Born on January 18, 1893, Jorge Guillén, in Valladolid, Old Castile, Spain. He is regarded as one of the greatest Spanish poets of the twentieth century. He attended school in Valladolid, Switzerland, Madrid, Granada, and Germany, and began writing poetry in 1919.
He lectured at the Sorbonne, Oxford, University of Murcia, and the University of Seville.

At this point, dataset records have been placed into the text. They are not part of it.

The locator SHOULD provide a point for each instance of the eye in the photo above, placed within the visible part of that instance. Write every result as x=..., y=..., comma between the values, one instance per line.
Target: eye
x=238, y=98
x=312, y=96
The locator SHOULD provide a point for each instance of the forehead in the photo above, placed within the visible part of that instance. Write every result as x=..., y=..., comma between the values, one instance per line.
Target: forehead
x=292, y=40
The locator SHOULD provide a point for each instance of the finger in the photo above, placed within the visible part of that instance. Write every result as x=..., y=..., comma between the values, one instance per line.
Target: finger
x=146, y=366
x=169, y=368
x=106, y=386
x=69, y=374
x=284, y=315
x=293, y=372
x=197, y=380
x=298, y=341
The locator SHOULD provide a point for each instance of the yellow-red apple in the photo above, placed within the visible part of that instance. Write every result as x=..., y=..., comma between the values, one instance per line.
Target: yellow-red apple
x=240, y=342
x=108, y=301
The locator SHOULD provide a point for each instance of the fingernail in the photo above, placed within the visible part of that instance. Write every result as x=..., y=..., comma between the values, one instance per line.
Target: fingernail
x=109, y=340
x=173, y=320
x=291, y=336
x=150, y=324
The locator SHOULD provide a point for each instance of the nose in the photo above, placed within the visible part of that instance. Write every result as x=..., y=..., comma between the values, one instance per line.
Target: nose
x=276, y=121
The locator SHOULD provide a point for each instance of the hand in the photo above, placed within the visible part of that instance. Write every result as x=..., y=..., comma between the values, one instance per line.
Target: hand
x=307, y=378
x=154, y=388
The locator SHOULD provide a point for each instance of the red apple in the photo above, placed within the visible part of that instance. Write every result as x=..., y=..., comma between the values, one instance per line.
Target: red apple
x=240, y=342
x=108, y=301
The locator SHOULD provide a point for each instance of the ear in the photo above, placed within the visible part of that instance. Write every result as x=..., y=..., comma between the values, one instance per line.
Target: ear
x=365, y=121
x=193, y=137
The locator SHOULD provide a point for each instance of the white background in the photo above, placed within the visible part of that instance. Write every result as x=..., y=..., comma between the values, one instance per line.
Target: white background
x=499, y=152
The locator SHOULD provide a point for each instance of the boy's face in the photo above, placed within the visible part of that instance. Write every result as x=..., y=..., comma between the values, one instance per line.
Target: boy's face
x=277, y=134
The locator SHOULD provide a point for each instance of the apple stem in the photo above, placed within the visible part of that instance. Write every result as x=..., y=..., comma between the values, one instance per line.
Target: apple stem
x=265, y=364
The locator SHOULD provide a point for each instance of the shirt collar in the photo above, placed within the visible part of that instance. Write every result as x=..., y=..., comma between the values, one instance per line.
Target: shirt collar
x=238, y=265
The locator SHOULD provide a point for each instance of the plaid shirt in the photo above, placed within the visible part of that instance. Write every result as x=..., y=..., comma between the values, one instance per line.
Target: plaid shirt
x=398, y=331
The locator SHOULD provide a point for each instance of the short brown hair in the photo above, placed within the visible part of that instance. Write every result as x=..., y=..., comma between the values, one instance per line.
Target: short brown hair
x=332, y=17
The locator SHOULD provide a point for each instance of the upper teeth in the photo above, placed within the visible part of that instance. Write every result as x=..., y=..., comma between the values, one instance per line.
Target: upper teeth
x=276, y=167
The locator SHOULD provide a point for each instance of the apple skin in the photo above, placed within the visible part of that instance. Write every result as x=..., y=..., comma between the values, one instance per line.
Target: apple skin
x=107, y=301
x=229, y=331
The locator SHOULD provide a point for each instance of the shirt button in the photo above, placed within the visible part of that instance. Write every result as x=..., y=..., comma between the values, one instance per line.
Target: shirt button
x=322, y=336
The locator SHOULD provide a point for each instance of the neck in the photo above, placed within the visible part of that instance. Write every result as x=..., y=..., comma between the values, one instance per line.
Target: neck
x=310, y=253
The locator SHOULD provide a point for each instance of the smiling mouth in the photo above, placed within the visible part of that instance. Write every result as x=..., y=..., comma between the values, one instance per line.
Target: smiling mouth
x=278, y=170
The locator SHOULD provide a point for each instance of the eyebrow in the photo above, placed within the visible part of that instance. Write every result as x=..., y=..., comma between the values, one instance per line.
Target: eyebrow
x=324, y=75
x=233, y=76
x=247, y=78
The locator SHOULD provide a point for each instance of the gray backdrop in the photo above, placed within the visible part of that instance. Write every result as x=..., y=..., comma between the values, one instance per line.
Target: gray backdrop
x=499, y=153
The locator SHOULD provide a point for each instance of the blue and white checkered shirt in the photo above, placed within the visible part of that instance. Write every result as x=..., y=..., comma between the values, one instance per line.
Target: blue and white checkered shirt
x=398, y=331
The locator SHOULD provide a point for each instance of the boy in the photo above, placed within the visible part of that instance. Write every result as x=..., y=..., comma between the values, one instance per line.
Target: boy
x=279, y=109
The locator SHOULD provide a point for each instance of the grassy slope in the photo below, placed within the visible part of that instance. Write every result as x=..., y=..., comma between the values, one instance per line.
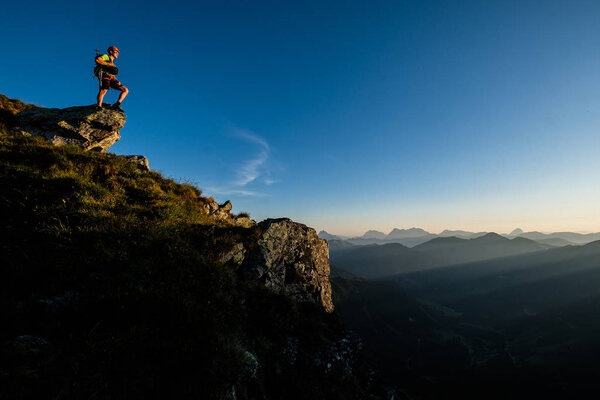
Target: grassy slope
x=109, y=289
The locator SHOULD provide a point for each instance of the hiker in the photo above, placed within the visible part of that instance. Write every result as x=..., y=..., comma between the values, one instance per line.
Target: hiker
x=105, y=71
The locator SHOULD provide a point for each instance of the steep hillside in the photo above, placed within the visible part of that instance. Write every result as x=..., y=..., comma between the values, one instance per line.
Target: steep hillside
x=119, y=283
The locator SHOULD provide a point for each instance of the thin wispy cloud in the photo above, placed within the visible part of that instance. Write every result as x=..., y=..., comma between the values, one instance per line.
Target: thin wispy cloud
x=252, y=172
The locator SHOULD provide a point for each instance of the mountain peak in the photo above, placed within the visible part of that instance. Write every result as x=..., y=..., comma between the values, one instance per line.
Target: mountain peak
x=373, y=234
x=406, y=233
x=491, y=236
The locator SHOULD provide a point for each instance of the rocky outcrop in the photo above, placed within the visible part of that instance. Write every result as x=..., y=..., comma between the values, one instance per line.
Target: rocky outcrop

A member of "the Generation of 1927," which included Frederico Garcia Lorca, Rafael Alberti, Pedro Salinas, and others, Guillén gained recognition in the early 20s with his first poems but left Spain in 1938 after the military uprising under Generalissimo Franco.
He taught and wrote poetry in the United States for over 20 years and was a professor at Wellesley College until his retirement in 1957. "I am decidedly in favor of compound, complex poetry," the poet said in 1926, "of the poem made of poetry and other human things." Much of Guillén's work explores the relationship of form to matter while delighting in sensuality and clarity of perception.
The bulk of his work is collected together in the volume, Aire nuestro (1968), comprising three of his major books: Cantico (1928), Clamor, published in three volumes in 1957, 1960, and 1963, and Homenaje (1967). Guillén, capable of both formal sophistication and meditative openness, exhibits a consciousness fully receptive to the external world, to appearances and essences. His kind of seeing finds, as Emerson put it, "the miraculous in the common." Whether affirming life by way of a secular mysticism or condemning the brutalities of the Fascist regime, he gives us the inventiveness and quality of attention found in the work of writers such as Elytis, Aleixandre, and Borges.
Guillén received an Award of Merit from the American Academy of Arts and Letters, the San Luca Prize, the Miguel de Cervantes Prize, the Alfonso Reyes Prize, and the Ollin Yolitzli Prize. He returned to Spain two years after Franco's death, in 1977, and died in 1984 in Malaga.